07 May The History of Hadoop – The Engine Which Drives Big Data
Depending on how one defines its birth, Hadoop is now 10 years old. In that decade, Hadoop has gone from being the hopeful answer to Yahoo’s search-engine woes to a general-purpose computing platform that’s poised to be the foundation for the next generation of data-based applications.
Alone, Hadoop is a software market that IDC predicts will be worth $813 million in 2016 (although that number is likely very low), but it’s also driving a big data market the research firm predicts will hit more than $23 billion by 2016. Since Cloudera launched in 2008, Hadoop has spawned dozens of startups and spurred hundreds of millions in venture capital investment since 2008.
Almost everywhere you go online now, Hadoop is there in some capacity. Facebook, eBay, Etsy, Yelp , Twitter,Salesforce.com — you name a popular web site or service, and the chances are it’s using Hadoop to analyze the mountains of data it’s generating about user behavior and even its own operations. Even in the physical world, forward-thinking companies in fields ranging from entertainment to energy management to satellite imagery are using Hadoop to analyze the unique types of data they’re collecting and generating.
Everyone involved with information technology at least knows what it is. Hadoop even serves as the foundation for new-schoolgraph and NoSQL databases, as well as bigger, badder versions of relational databases that have been around for decades. But it wasn’t always this way, and today’s uses are a long way off from the original vision of what Hadoop could be.
When the seeds of Hadoop were first planted in 2002, the world just wanted a better open-source search engine. So then-Internet Archive search director Doug Cutting and University of Washington graduate student Mike Cafarella set out to build it. They called their project Nutch and it was designed with that era’s web in mind.
Looking back on it today, early iterations of Nutch were kind of laughable. About a year into their work on it, Cutting and Cafarella thought things were going pretty well because Nutch was already able to crawl and index hundreds of millions of pages. “At the time, when we started, we were sort of thinking that a web search engine was around a billion pages,” Cutting explained to me, “so we were getting up there.” There are now about 700 million web sites and, according to Wired’s Kevin Kelly, well over a trillion web pages. But getting Nutch to work wasn’t easy. It could only run across a handful of machines, and someone had to watch it around the clock to make sure it didn’t fall down.
“I remember working on it for several months, being quite proud of what we had been doing, and then the Google File System paper came out and I realized ‘Oh, that’s a much better way of doing it. We should do it that way,’” reminisced Cafarella. “Then, by the time we had a first working version, the MapReduce paper came out and that seemed like a pretty good idea, too.”

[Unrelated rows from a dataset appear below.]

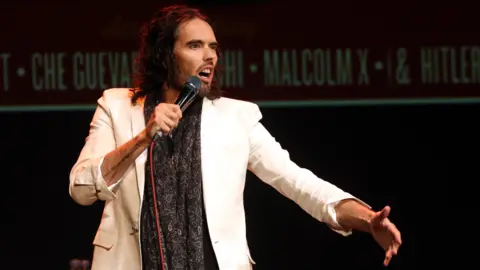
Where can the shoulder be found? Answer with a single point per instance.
(230, 104)
(245, 111)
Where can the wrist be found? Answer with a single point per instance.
(145, 137)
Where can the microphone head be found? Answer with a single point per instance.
(195, 83)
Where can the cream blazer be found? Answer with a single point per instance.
(232, 142)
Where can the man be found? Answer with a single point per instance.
(175, 200)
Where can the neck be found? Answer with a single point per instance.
(170, 94)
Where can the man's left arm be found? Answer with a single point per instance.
(340, 210)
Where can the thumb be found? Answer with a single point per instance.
(379, 216)
(385, 212)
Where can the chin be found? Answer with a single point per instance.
(204, 91)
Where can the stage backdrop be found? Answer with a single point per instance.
(67, 53)
(420, 159)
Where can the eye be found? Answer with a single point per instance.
(194, 46)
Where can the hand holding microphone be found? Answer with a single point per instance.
(165, 116)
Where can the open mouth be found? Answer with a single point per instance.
(206, 74)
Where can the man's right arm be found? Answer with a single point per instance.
(101, 164)
(116, 163)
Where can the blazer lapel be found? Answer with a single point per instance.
(209, 132)
(138, 124)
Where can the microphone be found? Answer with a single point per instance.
(189, 92)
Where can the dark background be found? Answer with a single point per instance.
(419, 159)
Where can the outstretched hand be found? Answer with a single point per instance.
(385, 233)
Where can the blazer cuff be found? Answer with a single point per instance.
(332, 215)
(104, 192)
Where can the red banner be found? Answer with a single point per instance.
(62, 54)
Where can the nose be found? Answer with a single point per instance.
(209, 55)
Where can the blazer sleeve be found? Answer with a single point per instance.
(272, 164)
(86, 181)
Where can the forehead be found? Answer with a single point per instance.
(195, 29)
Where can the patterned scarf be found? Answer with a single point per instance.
(178, 189)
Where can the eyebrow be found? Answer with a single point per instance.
(198, 41)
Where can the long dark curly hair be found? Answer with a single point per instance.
(156, 65)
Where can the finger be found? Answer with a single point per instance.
(171, 114)
(397, 237)
(388, 257)
(168, 121)
(165, 129)
(385, 212)
(178, 111)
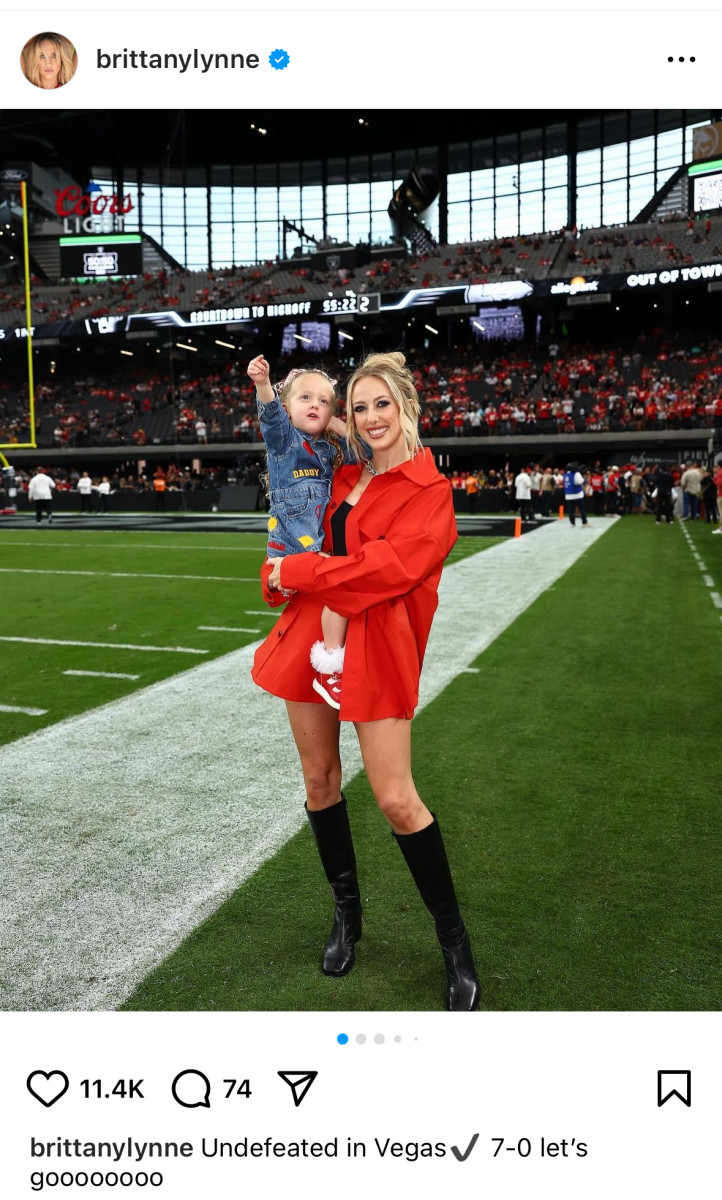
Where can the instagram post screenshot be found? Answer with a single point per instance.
(360, 601)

Google released the Google File System paper in October 2003 and the MapReduce paper in December 2004. The latter would prove especially revelatory to the two engineers building Nutch. “What they spent a lot of time doing was generalizing this into a framework that automated all these steps that we were doing manually,” Cutting explained.
Raymie Stata, founder and CEO of Hadoop startup VertiCloud (and former Yahoo CTO), calls MapReduce “a fantastic kind of abstraction” over the distributed computing methods and algorithms most search companies were already using:“Everyone had something that pretty much was like MapReduce because we were all solving the same problems. We were trying to handle literally billions of web pages on machines that are probably, if you go back and check, epsilon more powerful than today’s cell phones. … So there was no option but to latch hundreds to thousands of machines together to build the index. So it was out of desperation that MapReduce was invented.”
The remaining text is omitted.